The result is a remarkable outcome in the first auction in five years in Dongcheng, one of two districts within the capital’s former city walls, considered prime land. Auctions within the second ring road have been very rare in recent years, while most new land sales had occurred outside the fifth ring road, furthest out from the city’s centre.
Three bidders had been in negotiations with each other before bidding began, but two backed away, leaving the consortium to win with little effort, according to a report on Netease, citing anonymous sources.
Bidders had to put down a cash deposit of 1.15 billion yuan, which may also have deterred some companies from taking part in the auction, Netease said, citing two other anonymous sources.
The fact that the parcel must be developed separately into residences and commercial space instead of en bloc may also have been a deterrent.

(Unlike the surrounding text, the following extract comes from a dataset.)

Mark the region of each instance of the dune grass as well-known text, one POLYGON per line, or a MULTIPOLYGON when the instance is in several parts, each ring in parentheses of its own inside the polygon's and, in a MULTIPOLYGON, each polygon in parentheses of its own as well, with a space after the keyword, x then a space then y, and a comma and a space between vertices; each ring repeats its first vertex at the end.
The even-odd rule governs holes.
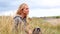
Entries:
MULTIPOLYGON (((13 19, 10 16, 0 16, 0 34, 12 34, 13 19)), ((31 29, 40 27, 43 34, 60 34, 60 24, 53 26, 41 18, 31 18, 31 29)))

Dongcheng’s authorities imposed stringent conditions on the land before the auction: at least 70 per cent of homes built on the land must be smaller than 90 sq m in size, selling for no more than 89,068 yuan per sq m on average. At least half of the commercial space should also be held for lease for 20 years, according to the authorities.
“This is a prime site, with two subway lines crossing it,” said Centaline Property’s analyst Chen Xiaoqing, adding that the stringent conditions are already common in Beijing.
The last time Dongcheng put residential plots up for sale was in 2012, when a site near Dongzhimen was sold at 25,750 yuan per sq m. Prices on that same site have soared to 140,000 yuan per sq m.